Calcidilla de la Cueza to Sahagún de Campos (23km)
Saturday, 14 April, 2012
Walking against the never ceasing wind across the seemingly vast plain was almost hypnotic. One could walk for hours, but seem to be remaining on the spot; a feature on the horizon remains what it was when the day started; a feature on the horizon.
And yet one knew that there were villages between here and there, but where were they? By then one of them should have been in sight. And on one plodded until suddenly, with no prior warning, there it was, a little village nestling below in a hollow in the plain.
As one descended, the wind continued its frenetic rush above, as if it had more pressing matters to attend to elsewhere; to the mighty wind an insignificant little village was not worth the expending of time and energy to descend. And I made my way down to the welcome shelter of the village bar and a coffee and a slice of tortilla, with a chunk of bread. And so once revived, I ascended once more to the fray.
And when mid-afternoon arrived, I stopped at the first village with accommodation; by then I will usually have reached my limit for the day.
And so for day after day the routine repeats, the wind continues to buffet everything in its path. Occasionally it rains.
And slowly, almost imperceptibly, I have been moving across the map of Spain.
Sahagún to El Burgo Ranero (18km)
Sunday, 15 April, 2012
Sahagún reached it greatest splendour during the reign of Alfonso VI of Castile (1047-1109), as evidenced by a plethora of ancient buildings. In the 14th century, it housed a university.

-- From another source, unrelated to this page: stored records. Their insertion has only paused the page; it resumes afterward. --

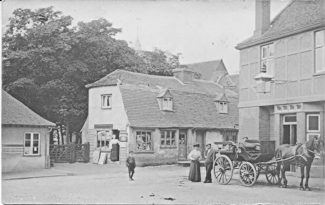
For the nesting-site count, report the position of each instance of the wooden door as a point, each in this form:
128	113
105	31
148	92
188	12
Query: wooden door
200	139
182	143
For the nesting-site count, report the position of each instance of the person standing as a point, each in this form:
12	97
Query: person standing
209	157
194	156
115	148
130	163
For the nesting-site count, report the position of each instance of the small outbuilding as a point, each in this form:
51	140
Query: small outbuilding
25	137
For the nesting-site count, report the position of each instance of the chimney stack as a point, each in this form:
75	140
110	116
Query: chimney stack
183	74
262	16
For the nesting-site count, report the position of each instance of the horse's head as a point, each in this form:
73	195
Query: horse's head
315	145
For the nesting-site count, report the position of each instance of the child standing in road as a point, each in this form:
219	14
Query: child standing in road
130	163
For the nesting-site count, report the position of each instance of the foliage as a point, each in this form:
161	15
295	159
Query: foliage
47	62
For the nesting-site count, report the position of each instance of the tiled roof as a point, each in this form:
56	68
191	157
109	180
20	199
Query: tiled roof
154	81
210	70
16	113
190	109
298	16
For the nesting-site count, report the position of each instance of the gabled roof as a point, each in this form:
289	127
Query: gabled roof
221	97
196	110
154	81
297	16
16	113
209	70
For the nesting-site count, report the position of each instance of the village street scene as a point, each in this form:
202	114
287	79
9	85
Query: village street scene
163	102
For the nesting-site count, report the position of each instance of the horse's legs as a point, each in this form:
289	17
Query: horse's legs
302	172
307	176
283	176
278	172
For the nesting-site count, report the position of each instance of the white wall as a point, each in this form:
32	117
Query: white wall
213	136
116	115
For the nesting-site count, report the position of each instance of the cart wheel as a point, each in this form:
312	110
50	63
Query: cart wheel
271	174
247	174
258	171
223	169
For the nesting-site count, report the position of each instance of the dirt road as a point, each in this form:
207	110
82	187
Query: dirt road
88	183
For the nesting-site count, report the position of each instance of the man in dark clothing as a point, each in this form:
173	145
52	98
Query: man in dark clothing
130	163
209	157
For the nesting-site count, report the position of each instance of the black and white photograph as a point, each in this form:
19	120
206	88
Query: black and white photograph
163	102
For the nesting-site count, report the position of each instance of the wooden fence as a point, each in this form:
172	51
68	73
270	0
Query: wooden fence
69	153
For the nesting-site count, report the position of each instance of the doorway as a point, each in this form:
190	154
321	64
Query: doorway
289	133
200	139
289	129
182	143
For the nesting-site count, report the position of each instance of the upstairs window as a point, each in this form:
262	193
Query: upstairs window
167	104
319	51
32	144
267	54
223	107
144	141
106	101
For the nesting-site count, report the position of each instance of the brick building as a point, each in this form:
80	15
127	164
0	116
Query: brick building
159	117
282	74
25	137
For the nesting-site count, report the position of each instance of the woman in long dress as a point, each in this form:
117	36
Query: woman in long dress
195	156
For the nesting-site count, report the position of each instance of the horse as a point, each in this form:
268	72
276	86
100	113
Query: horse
301	155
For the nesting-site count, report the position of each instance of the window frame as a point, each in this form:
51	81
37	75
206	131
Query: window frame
103	100
268	59
168	104
312	133
164	137
307	125
322	48
223	107
100	144
31	144
152	143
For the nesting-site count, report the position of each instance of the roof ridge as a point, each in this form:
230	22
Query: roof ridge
219	60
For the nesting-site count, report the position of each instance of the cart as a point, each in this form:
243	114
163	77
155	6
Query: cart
251	158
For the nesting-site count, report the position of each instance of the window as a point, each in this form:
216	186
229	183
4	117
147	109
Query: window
313	123
32	144
310	135
289	119
103	138
223	107
167	104
267	53
106	101
168	138
144	141
319	51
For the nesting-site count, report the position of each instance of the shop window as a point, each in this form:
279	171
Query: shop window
144	141
32	144
313	123
167	138
106	101
320	51
103	138
267	53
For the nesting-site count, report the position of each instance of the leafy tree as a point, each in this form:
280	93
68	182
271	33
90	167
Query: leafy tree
47	62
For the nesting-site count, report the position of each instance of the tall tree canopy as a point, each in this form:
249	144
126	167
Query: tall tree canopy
47	62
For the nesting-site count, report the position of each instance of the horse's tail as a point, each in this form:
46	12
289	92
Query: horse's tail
278	154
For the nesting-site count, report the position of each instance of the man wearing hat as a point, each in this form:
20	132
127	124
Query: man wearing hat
209	157
194	156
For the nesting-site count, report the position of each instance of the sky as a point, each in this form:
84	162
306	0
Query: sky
200	30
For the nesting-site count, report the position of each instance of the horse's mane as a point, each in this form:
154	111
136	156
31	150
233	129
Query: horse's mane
310	143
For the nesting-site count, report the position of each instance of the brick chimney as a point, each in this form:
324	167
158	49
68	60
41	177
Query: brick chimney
184	74
262	16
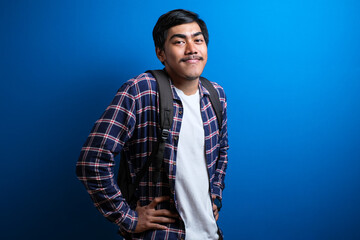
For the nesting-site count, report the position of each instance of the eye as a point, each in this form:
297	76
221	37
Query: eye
179	42
199	40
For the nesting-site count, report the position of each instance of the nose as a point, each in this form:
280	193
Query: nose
190	48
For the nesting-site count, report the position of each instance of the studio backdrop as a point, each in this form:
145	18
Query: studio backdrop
291	72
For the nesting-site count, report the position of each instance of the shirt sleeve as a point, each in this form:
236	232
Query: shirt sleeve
222	162
95	167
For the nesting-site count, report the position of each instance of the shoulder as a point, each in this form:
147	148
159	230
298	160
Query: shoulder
219	89
139	85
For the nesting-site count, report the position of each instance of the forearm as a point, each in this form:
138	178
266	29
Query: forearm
97	176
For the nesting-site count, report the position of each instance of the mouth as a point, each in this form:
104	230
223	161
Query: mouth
192	59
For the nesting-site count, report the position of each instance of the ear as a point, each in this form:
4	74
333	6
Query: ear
160	54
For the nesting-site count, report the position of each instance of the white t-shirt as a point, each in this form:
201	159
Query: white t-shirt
192	180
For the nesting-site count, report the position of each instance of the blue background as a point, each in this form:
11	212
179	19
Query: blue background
291	70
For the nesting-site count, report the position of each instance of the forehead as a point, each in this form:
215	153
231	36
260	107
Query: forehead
187	29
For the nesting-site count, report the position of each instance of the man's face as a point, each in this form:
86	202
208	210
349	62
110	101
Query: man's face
185	52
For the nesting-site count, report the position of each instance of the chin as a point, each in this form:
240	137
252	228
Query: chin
192	78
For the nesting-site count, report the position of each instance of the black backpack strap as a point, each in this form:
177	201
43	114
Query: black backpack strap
166	117
214	99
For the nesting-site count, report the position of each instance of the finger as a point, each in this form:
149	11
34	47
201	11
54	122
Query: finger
165	212
216	216
158	200
214	207
162	220
156	226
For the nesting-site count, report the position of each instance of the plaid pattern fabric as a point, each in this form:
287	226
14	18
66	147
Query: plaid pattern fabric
130	123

On the way out of Sahagún, one crosses a Roman bridge over the river Cea.
El Burgo Ranero to Mansilla de las Mulas (19km)
Monday, 16 April, 2012
I always like to leave the curtains open when I go to bed, so that I can awaken to first light, but it is not often that I can lie in bed and watch the rising sun. I remember once witnessing the rising of a huge orange sun as I crossed Sydney Harbour Bridge in the early morning,when I had set out on one of my crazy marathon walks. In El Burgo Ranero I woke to the rising sun and I did not have to move a muscle to see it, apart from my eye lids.
And I felt incredibly at peace, totally relaxed, a feeling that I only once before recall experiencing, and that was when I was having a stroke. It apparently happens when the logical side of the brain switches off and the sensual side becomes dominant.

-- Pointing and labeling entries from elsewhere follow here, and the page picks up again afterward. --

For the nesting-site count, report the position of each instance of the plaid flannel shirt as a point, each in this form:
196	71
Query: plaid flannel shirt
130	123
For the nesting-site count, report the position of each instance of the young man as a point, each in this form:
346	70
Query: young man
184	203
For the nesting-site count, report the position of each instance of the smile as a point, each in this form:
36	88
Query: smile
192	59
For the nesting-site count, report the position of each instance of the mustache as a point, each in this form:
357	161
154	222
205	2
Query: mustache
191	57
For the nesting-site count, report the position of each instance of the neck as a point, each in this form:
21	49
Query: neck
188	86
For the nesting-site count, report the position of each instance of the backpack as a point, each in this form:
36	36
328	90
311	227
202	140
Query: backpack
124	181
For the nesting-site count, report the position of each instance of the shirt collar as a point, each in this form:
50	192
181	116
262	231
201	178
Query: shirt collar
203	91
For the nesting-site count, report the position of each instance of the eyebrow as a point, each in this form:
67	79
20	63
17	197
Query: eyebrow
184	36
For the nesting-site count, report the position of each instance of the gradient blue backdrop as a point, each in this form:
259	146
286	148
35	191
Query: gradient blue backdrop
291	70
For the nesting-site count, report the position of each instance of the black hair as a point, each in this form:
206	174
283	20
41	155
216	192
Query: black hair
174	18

I wondered if I will feel so peaceful when I have another stroke. My sight was fine and all I had to do was to raise both my arms to be reassured. But I felt no panic whatsoever and lay without moving, enjoying the sensations. Eventually the logical side woke up. I raised my arms and another day began.
I walked relaxed all day, past a huge wading bird, past yet another wayside memorial for a pilgrimage fatality – I have lost count as to how many memorials I have seen.
Another helping of tortilla and a beer served by an attractive girl in pink top and tight pants saw me through to the ancient village of Mansilla de las Mulas.
Mansilla de las Mulas to Léon (19km)
Tuesday, 17 April, 2012
The first view of Léon was rather deceiving. It looked as if I was almost there.
But there remained much more than an hour of suburbs and city streets before arriving at the central plaza, with its magnificent cathedral.